If you write fiction and the prospective agent primarily deals with non-fiction authors and doesn’t know her way around a fiction proposal, nor does she stay abreast of what’s happening with fiction publishers, then this wouldn’t be the agent for you. You want an agent who is passionate about the kind of work you create. It’s this passion that drives the agent to stand in the gap between you and the publisher, to fight for your project to make it all the way through the publishing process.
- An agent should know the business.
You want an agent who understands publishing contracts (so you don’t end up in a deal that ties you to this publisher for your lifetime). Someone who knows the market and the current trends and should be able to offer insider information to help you make wise decisions about your writing projects. If you’re working on a story type that’s not selling currently, an agent can encourage you to write something else and put that project on hold. It doesn’t mean you have to do it, but it helps to know what publishers are looking for.
- An agent should encourage you but not pump you full of empty accolades.
You want your agent to be real with you. If your writing stinks (which it probably doesn’t if he signed you as a client) or needs improving, he should tell you your strengths and weaknesses so you can improve. If you’re pliable, you’ll grow in your writing and will most likely one day see a contract with your name printed on it.

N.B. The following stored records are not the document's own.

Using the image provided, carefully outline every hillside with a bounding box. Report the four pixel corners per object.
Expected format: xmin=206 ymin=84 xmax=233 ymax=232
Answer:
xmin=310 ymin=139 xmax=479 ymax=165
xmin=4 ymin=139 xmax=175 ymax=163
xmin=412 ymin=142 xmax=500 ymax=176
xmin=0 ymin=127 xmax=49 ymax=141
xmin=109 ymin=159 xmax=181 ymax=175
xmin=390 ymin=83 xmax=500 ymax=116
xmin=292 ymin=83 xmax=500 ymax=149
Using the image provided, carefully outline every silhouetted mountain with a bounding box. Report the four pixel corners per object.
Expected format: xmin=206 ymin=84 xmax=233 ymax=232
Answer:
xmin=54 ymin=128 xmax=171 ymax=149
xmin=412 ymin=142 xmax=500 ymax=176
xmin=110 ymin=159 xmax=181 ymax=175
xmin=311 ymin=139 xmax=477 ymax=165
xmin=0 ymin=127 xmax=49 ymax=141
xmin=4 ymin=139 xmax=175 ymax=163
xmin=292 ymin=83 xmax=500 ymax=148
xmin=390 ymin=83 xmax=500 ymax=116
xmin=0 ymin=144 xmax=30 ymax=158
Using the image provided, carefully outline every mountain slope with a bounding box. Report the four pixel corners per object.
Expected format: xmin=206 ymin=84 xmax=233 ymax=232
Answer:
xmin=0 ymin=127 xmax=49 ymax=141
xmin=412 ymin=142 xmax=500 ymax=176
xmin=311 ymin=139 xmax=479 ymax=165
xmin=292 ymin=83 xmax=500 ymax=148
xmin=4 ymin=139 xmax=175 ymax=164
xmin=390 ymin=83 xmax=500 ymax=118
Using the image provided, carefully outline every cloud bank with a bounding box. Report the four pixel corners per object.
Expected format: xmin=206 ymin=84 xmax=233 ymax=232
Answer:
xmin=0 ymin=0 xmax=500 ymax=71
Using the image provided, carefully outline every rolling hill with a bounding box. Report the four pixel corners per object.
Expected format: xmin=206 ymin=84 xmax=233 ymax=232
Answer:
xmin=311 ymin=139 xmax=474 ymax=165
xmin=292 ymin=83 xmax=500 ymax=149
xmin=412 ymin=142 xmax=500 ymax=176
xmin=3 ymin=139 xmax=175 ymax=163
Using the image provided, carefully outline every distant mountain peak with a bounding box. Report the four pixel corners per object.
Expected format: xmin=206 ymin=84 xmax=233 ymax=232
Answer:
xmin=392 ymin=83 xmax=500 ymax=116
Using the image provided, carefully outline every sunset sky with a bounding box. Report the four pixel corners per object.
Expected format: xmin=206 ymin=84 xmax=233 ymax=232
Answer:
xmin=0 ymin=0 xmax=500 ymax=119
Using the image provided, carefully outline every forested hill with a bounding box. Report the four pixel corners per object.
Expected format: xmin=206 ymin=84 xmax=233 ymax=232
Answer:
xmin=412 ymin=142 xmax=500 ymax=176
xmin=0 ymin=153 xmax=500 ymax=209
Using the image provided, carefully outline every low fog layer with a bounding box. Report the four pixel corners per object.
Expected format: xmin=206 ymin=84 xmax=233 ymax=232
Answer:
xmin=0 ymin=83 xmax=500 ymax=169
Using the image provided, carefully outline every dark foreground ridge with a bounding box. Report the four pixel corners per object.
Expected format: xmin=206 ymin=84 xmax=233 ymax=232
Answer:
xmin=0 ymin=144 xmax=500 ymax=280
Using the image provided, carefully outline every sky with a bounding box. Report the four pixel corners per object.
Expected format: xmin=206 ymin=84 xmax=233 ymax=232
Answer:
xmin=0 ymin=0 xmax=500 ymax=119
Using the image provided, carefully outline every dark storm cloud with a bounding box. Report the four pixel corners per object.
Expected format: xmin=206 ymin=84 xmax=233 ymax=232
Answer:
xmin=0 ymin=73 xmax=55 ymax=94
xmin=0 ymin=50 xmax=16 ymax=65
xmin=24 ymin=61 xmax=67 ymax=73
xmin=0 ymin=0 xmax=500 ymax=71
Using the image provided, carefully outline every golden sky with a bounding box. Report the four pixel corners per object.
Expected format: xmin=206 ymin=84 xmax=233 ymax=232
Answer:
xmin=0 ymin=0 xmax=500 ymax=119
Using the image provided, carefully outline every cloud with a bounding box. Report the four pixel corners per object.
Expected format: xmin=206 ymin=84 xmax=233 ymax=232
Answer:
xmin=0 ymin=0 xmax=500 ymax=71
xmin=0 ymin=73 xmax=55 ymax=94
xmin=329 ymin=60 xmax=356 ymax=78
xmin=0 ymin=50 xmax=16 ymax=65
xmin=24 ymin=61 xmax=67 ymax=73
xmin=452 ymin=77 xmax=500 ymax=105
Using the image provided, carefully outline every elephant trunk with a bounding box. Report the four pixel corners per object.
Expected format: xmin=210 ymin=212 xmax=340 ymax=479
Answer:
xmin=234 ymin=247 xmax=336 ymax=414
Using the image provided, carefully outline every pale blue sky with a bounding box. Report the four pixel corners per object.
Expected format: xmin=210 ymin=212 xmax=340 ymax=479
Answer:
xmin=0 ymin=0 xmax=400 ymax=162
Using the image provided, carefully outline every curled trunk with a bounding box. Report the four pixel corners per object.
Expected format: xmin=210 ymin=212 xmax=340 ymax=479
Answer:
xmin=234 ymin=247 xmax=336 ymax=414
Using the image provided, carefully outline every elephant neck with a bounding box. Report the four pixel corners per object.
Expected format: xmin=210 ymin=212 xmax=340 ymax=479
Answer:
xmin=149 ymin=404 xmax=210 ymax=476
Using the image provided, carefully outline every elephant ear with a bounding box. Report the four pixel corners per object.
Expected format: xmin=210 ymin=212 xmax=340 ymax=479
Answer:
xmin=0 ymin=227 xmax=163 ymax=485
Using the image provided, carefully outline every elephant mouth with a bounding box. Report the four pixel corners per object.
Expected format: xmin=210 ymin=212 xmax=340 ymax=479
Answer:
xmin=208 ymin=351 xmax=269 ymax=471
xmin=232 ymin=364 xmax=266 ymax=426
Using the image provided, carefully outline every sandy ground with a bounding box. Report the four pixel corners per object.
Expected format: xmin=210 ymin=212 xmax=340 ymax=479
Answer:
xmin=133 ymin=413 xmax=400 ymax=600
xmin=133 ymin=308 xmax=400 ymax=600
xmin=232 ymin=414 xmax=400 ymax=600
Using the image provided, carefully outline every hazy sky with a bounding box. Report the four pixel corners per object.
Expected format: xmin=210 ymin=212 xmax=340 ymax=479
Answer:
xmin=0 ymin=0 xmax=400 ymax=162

Part of this encouragement involves your agent helping you with decisions about self-publishing also. You may have worked on a project that you’re passionate about and it’s a great piece, yet it’s not something publishers are looking for right now and may never be. A good agent will be able to help you decide if this project is worth self-publishing. He won’t see the project as competition for his earnings, but instead he’ll see it as a “splinter” that you need to dig out of your mind, publish it, and move on to the next project (because sometimes writers can’t move on until a certain project is completed).
- If you’re a Christian and you’re seeking a Christian agent, then this quality should be at the top of your list: An agent should pray for you and with you.

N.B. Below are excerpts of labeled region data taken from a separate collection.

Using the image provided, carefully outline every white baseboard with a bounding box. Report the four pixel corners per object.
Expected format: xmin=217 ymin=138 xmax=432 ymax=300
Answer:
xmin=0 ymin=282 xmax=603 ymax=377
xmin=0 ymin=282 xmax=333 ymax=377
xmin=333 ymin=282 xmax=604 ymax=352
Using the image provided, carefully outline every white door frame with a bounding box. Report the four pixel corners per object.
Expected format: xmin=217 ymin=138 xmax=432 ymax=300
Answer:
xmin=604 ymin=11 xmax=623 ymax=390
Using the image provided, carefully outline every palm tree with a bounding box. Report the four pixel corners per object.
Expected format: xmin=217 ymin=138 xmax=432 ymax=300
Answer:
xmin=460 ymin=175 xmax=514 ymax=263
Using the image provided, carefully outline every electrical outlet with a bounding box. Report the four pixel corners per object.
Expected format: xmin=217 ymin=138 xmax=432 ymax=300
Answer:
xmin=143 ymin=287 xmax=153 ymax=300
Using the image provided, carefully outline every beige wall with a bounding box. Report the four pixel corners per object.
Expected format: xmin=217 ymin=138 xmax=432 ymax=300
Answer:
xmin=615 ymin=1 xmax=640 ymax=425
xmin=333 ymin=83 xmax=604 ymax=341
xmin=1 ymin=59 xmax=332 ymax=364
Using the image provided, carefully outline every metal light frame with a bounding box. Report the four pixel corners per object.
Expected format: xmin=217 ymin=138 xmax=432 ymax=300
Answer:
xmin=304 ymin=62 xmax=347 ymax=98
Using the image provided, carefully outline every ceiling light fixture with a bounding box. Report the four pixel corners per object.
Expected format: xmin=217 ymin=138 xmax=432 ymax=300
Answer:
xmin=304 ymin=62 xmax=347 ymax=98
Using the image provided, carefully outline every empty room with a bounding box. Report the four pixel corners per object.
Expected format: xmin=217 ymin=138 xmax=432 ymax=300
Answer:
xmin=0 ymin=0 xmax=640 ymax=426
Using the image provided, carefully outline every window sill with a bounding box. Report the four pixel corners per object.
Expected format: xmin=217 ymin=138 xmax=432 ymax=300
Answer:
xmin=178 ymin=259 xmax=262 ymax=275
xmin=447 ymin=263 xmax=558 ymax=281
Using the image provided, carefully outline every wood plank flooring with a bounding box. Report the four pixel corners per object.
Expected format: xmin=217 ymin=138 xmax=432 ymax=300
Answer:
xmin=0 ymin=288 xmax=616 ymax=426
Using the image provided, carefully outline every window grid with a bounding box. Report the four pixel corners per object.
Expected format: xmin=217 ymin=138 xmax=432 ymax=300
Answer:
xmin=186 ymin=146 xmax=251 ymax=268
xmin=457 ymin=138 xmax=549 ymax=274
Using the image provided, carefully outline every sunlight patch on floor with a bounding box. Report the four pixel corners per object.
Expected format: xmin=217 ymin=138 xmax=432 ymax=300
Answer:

I speak from experience. There’s nothing quite like having your agent email you prayers and scriptures and words of encouragement when you want to give up the quest. There’s nothing like sitting across from your agent in a bustling 100,000 square foot exhibit hall during the International Christian Retail Show and having him take both of your hands in his and say a prayer of blessing over your family and your career. There’s literally nothing like it!

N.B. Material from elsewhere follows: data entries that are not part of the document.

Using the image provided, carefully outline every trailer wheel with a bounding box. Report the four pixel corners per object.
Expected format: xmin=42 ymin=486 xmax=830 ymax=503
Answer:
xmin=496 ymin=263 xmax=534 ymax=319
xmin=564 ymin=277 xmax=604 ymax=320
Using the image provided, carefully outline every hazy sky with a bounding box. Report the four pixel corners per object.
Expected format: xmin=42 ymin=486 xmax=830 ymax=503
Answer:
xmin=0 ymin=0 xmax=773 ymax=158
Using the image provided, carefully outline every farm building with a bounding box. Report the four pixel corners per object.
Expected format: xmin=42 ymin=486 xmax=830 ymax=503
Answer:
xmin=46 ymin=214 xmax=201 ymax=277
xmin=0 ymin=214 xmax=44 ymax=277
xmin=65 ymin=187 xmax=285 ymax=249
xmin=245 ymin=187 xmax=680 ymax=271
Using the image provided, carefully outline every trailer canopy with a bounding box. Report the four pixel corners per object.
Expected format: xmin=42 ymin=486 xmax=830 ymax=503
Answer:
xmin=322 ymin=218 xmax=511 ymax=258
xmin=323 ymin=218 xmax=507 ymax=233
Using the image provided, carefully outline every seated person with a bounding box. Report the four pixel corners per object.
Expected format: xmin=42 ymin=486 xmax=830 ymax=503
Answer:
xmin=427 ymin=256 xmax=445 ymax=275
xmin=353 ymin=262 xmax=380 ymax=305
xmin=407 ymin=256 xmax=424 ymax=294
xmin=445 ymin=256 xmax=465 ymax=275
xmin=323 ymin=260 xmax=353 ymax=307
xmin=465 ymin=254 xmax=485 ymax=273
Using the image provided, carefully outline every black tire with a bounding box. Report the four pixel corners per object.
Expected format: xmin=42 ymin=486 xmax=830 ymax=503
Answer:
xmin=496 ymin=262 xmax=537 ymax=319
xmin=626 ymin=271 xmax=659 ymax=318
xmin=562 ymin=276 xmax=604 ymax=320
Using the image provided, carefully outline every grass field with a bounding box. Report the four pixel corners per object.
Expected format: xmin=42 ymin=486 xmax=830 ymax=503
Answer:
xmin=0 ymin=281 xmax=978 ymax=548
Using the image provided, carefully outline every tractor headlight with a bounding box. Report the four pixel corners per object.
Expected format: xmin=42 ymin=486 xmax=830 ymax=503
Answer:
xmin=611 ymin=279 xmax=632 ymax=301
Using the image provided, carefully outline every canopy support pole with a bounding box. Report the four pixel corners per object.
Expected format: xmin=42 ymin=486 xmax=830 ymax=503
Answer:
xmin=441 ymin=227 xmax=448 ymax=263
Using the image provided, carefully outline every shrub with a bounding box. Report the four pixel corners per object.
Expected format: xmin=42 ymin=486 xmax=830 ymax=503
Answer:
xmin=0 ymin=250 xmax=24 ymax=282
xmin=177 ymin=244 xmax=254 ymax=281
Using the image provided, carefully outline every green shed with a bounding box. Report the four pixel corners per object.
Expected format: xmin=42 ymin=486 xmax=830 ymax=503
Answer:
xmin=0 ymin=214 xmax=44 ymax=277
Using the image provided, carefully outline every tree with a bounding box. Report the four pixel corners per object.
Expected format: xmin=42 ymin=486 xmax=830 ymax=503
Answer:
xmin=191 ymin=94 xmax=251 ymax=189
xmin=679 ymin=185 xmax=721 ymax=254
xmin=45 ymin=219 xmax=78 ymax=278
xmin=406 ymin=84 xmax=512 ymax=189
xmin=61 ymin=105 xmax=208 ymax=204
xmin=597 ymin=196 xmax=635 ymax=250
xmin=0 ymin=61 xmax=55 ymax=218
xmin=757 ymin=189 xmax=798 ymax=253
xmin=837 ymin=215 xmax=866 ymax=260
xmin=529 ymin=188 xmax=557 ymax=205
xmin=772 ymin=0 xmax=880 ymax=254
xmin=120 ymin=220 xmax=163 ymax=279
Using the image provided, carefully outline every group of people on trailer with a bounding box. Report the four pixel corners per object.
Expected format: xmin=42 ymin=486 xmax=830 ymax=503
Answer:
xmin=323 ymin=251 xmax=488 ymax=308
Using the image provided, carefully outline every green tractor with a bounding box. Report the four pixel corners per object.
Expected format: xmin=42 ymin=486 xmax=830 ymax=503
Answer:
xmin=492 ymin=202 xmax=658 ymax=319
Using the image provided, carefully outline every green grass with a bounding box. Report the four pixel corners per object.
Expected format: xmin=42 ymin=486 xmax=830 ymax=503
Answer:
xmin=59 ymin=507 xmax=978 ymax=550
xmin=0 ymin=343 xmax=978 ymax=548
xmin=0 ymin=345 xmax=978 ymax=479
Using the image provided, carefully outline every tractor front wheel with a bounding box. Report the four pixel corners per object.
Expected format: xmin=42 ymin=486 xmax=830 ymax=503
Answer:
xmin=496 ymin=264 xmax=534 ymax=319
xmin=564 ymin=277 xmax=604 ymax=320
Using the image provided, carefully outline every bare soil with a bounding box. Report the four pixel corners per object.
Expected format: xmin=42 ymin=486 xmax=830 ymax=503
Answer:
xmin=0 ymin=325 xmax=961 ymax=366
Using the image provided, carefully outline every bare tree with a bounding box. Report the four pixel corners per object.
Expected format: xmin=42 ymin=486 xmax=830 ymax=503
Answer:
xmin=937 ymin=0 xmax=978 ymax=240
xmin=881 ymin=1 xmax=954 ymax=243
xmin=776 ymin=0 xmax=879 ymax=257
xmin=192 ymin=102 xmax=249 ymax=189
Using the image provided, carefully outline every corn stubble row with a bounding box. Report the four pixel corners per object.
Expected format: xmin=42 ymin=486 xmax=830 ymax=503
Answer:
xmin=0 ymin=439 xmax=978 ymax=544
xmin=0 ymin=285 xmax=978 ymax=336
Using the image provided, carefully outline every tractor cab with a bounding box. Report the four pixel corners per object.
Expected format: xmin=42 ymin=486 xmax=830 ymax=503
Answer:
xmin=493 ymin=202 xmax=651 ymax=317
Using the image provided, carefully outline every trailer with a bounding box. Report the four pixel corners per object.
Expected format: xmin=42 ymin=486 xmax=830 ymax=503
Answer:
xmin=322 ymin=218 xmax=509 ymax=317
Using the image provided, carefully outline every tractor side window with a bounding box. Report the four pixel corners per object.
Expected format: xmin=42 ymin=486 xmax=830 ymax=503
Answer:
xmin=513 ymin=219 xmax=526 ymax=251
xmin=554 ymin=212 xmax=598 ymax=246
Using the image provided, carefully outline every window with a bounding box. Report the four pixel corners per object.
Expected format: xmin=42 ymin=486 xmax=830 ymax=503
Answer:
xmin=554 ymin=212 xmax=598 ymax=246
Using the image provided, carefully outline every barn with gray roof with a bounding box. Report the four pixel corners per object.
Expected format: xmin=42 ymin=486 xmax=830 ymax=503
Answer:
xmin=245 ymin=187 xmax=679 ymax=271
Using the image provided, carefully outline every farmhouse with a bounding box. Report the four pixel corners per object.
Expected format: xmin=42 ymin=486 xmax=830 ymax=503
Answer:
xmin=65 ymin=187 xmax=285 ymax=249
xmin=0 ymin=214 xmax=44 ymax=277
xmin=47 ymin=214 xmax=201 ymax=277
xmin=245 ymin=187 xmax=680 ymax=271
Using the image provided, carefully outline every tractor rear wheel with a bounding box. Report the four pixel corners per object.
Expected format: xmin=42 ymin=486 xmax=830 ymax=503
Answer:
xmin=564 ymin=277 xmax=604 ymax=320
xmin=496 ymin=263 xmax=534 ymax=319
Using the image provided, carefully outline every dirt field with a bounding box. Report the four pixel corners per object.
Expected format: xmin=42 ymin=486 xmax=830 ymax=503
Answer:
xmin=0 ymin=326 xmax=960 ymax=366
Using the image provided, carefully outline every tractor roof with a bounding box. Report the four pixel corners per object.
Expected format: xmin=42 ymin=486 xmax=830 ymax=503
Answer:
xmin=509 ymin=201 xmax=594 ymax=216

If you’re currently seeking a contract with a traditional publisher, strap yourself in because it’s going to be a bumpy ride. You’ll most likely need to acquire an agent first. Spend your time researching which agent would be a good fit for you. Then query that agent with the best proposal you can write. While you’re waiting, study the craft and perfect your writing. Write, write, and write some more.
I hope this has helped you in your quest for an agent.